One reason may be the recent expose of the Mitrokhin Papers, which showed that large sums were paid by the Soviet Union to communists in India. Communists who live in glass houses do not throw stones.
But more important may be the report’s revelations on oil allocations to the Russian Communist Party and other Russian politicians. The report suggests that they were for sale, and Saddam bought them. These are not convenient facts for the Left Front.
Saddam Hussein used the oil-for-food program to buy allies who could lobby for the lifting of sanctions against Iraq. Initially, he gave allocations to US oil companies to soften US attitudes. When that failed, allocations were switched to others who could help. The largest allocations went to Russia, roughly 30% of oil sales. Allocations were also generous to Chinese, French and Italian players.
The report contains xeroxes of documents showing that Gennady Zyuganov, head of the Russian Communist Party, received oil allocations totaling 121.5 million barrels. One letter from Zyuganov shows he was monitoring allocations to an outfit called the Foundation of Friendship with Peoples of Arab States, and asked why a decrease in its allocation had not been “discussed during meetings with you and during my numerous contacts with the Ambassador of Iraq to Russia.”
The Russian government says many documents in Iraqi files are forgeries. Zyuganov denies any involvement, and claims that the entire report is a plot by the CIA to discredit Russia. Possibly the Left front thinks the same. Yet it is simply not credible that the CIA would hatch a plot to defame Natwar Singh and the Congress Party at a time when George Bush is trying to boost Indo-US relations. Besides, this is a UN Committee, not an American one, and its members are financial experts with impeccable global credentials. They have gone through Iraqi files and named thousands of companies and persons of countries across the globe, including American, British and French multinationals.
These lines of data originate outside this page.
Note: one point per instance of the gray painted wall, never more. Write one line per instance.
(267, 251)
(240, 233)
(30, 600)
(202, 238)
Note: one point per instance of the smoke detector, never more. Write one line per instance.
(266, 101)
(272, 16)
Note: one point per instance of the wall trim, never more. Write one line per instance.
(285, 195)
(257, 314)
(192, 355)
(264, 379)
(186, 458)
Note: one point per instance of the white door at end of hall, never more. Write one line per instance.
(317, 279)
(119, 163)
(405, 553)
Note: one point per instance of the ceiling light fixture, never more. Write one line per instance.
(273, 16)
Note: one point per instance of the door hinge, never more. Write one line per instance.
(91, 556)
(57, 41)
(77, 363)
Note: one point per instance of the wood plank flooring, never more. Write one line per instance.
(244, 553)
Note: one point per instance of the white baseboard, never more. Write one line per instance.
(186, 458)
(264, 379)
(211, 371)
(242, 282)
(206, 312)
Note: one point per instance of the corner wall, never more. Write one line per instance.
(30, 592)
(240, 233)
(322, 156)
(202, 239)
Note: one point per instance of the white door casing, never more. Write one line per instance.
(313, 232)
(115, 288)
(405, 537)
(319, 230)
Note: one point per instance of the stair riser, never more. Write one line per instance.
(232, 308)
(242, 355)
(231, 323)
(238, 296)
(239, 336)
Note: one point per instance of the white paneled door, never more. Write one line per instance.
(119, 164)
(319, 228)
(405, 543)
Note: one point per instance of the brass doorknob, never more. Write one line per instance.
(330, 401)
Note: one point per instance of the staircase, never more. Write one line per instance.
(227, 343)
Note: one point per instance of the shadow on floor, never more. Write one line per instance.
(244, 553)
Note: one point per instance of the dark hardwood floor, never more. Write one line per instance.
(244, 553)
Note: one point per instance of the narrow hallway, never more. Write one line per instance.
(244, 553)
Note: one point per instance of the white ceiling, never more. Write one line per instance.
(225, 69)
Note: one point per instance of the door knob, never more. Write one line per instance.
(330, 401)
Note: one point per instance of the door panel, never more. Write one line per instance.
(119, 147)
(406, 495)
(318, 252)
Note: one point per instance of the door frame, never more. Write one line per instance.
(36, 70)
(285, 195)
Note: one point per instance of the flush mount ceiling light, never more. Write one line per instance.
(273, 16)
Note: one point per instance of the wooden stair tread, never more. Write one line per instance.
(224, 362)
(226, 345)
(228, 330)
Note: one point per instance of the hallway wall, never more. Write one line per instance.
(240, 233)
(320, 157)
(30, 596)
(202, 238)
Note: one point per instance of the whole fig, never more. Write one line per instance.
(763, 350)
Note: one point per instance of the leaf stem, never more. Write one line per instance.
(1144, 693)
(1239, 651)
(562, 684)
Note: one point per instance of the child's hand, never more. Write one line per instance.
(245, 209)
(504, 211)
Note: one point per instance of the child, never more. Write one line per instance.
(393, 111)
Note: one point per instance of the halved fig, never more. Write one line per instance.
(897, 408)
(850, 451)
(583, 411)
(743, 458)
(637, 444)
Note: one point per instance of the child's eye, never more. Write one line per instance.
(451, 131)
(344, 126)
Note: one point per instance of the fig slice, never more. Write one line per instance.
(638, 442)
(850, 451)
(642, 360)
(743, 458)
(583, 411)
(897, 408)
Allocations also went to Vladmir Zhirnovsky, head of the Liberal Democratic Party and currently Deputy Chairman of the Russian Parliament. Zhirinovsky neglected to pay kickbacks of $ 5.1 million in full, and had allocations cut off. So he offered to pay by giving Iraq a building in the centre of Moscow!
Lukoil, a big Russian company, got 93.4 million barrels, and paid over a million dollars in kickbacks.
Iraqi files show that Alexander Voloshin, Chief of Staff in the Administration of the President Putin, was allotted 4.3 m barrels. Voloshin denies this, and says his signature forged. The Committee agrees that his signature does not match the one in Iraqi files. This impartial finding gives credibility to its other findings. But it also shows that forgeries did occur, so everybody named should not be assumed guilty.
George Galloway, a British MP who campaigned to rescind sanctions against Iraq, got allocations of 18 million barrels. Jean Bernard Merimee, a former French Representative in the UN, and Charles Pasqua, former French Minister of the Interior, got oil allocations. So did Roberto Formiogoni, President of the Lombardy Region in Italy.
There is no space to list more names. But the key point is that Saddam was attempting to buy influence with oil. And many countries favoured with oil allocations did indeed oppose the US invasion. Some will say this is mere co-incidence. Others will say that money talks.
In any event we have a new insight into international relations. What the left calls “independent foreign policy” might also be translated as “bought by Saddam.”